The 3 Pillars of Onboarding Employees
Productivity When Onboarding Employee
What is the difference between a “new hire” and a normal employee? Most may think that it is the tenure, but we like to take a broader view. The difference is that a normal employee is independent and can get things done, while new hires are not fully functional on their own. The new hire will have to ask other people how to do things, who knows what, and what tools to use.
As a rule of thumb, the complex the role you hired for, the longer it will take for the employee to be independent. That path toward independence (and thus, productivity) is the onboarding process. As we will see, onboarding employees is not just about productivity, but that is a good deal of it, and it is the traditional way of approaching onboarding.
Independence means productivity because you pay the salary to the employee and expect results from him. If he has to rely on other colleagues (which are paid to do other things), you are not squeezing the best value out of your money. So, as an employer, you want your employees to be productive as soon as possible.
You should do a few things to accomplish that:
- Define an onboarding buddy, a peer of the new hire that can answer all his questions. Don’t let it be a passive role, but have this buddy actively seek for the new hire periodically to see how things are going.

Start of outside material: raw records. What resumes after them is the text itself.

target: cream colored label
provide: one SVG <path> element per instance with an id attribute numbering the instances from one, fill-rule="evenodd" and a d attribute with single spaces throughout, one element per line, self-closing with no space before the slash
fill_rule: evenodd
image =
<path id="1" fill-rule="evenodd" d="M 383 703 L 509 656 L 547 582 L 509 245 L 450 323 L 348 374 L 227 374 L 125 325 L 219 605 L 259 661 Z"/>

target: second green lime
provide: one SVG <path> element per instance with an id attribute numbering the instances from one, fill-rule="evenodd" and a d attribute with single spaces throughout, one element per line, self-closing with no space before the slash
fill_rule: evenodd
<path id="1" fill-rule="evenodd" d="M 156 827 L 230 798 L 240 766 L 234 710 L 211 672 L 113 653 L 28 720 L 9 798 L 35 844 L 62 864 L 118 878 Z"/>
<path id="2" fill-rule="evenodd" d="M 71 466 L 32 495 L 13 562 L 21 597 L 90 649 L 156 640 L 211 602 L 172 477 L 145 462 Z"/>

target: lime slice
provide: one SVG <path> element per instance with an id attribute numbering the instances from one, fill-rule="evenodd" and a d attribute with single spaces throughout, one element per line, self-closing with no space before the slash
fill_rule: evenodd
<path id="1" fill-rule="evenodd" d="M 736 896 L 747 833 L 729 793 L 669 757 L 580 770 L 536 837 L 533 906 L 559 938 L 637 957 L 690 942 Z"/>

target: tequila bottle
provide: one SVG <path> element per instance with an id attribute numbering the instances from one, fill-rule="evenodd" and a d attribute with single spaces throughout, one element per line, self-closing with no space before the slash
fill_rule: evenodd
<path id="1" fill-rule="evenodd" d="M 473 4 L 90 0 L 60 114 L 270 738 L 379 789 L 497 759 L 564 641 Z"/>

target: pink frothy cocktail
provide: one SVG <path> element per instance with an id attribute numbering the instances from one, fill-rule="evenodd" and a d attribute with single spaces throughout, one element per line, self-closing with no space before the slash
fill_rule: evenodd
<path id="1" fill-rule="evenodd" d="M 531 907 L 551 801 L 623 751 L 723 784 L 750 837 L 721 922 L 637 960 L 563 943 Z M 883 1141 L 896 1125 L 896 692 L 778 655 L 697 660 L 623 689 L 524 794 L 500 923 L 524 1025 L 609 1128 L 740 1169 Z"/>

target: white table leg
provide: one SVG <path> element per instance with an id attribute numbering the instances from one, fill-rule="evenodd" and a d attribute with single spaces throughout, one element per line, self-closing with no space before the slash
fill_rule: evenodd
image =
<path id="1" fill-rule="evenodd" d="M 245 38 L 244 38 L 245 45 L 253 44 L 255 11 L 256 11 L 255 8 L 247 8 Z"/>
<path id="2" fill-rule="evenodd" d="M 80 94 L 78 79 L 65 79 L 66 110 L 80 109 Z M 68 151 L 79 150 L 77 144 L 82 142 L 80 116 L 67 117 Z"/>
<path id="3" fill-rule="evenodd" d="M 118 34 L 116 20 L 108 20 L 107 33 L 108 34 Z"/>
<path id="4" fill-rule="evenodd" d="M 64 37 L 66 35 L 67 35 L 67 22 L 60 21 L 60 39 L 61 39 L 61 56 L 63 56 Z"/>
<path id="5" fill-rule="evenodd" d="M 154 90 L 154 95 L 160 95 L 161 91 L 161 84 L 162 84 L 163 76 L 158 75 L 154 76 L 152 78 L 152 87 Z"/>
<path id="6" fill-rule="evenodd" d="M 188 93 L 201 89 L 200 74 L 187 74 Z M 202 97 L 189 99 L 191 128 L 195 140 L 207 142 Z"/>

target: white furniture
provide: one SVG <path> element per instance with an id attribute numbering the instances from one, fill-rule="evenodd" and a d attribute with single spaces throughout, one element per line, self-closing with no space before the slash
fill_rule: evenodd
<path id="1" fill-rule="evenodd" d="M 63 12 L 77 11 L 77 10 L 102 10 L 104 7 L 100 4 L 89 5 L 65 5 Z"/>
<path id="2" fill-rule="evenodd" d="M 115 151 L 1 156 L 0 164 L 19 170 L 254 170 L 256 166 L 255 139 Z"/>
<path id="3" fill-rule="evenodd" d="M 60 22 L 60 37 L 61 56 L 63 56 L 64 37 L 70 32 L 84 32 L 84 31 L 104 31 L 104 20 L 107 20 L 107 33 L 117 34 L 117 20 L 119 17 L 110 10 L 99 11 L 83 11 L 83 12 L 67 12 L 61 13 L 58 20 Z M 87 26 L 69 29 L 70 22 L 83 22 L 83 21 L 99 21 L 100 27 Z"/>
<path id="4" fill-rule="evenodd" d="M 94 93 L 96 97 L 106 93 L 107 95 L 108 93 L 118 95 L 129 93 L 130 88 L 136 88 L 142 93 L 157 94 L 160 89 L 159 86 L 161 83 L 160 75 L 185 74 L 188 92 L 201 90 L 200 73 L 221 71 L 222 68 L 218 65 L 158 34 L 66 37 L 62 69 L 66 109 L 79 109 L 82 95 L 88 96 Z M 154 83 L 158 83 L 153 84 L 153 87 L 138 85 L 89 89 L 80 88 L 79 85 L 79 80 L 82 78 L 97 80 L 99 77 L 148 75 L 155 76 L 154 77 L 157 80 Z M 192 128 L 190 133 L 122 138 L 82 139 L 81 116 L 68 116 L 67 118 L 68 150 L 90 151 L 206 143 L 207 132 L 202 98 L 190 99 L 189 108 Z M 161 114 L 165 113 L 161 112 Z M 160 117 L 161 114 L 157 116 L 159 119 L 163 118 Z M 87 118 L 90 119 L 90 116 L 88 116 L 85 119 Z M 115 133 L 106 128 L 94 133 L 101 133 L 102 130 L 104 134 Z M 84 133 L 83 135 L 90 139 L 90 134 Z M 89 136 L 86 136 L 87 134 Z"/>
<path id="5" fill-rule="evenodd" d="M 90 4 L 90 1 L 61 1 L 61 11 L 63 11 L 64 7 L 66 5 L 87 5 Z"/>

- Set 1:1 meetings with the manager, as the new hire should frequently align with his manager to see if he is prioritizing what the manager would like to prioritize. Those meetings should happen at least weekly.
- Have a document with bookmarks and links to digital tools, so that the new employee can quickly access whatever he needs. Prepare this in advance, you can re-use it for all employees in the same role. Better yet, if you have an internal website for your company, consider publishing it there
- Prepare equipment in advance, so that on the first day (or before of that) the new employee has everything he needs to do his job. That includes physical tools, a computer, all permissions set right to access all the proper tools, and so on.
Employee Onboarding and Integration
You are hiring people, not machines like ChatGPT. So, treat them like people, with respect, kindness, and care. And this means integrating them in all the processes of the company and of the team where they need to be for their role. And do that immediately, do not wait for a proverbial “you are not ready yet”.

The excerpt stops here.